The abuse is not limited to these people. In her response to Frozen Angels, Lori Andrews cited some scary statistics: one study reported that 12% of parents “would abort a fetus with a genetic predisposition to obesity.” In a Louis Harris poll sponsored by the March of Dimes, more than 40% of respondents approved of genetic manipulation or other means to “improve babies’ physical characteristics” or intelligence.
Over one-third of people surveyed in another study would “genetically control their child’s sexual preference.” A California court has already suggested that a disabled child can sue her parents for failing to abort her, possibly opening the door for suits by children who don’t think they’re pretty or smart enough.
Will there be “lemon laws” for children who aren’t up to standard? One couple has already sued a sperm bank when the babies weren’t the desired level of attractiveness. Far more important, in my opinion, is the devastating psychological damage the parents inflicted on the children through the lawsuit and the root feelings that caused it.
In 2006, Paul Billings, Professor of Anthropology at the University of California and Chair of the Council for Responsible Genetics in Cambridge, Massachusetts, analyzed Proposition 71 (California’s Stem Cell Research and Cures Act): “If the new laws result in one woman shunning screening, or the avoidable birth of a severely disabled child, the state and its people will be the losers.”
Comment on Reproductive Ethics (CORE) responded: “CORE reiterates its opinion that the new genetics is too often simply old eugenics with new white coats and better expertise. Discrimination against the disabled has never been more virulent.”
Commentators have expressed concern about discrimination and/or stigmatization that could result for those forced to undergo genetic testing because of their racial, ethnic, or geographic origin, and for traditional negative eugenics groups such as the mentally ill, the unintelligent, homosexuals, and criminals – not to mention new groups that could be subject to possible discrimination, such as brunettes or those who are short or overweight. If the “Wild West” of human reproductive technology is not the subject of regulation soon, we could be headed for a real-life Gattaca.
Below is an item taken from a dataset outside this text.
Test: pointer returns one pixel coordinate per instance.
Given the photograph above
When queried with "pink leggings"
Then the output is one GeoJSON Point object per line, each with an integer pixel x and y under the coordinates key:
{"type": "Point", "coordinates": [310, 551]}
Finally, this “your way, right away,” commercial, profit-driven approach to the most intimate and (theoretically) least selective of human relationships necessarily detracts from these relationships and, in fact, from ourselves. We as a species are hardly growing and advancing when we are becoming more closed-minded than ever, acting as if we are unable to love or care for a disabled child –- whether that disability is a disease or the “disease” of red, brown, or black hair. It is not always altruism that leads parents to select the “perfect” child; it is the result of a culture that, though seemingly obsessed with death, shields itself from age and suffering and is willing to euthanize non-terminal patients. An industry that supports such discrimination can hardly be viewed as admirable.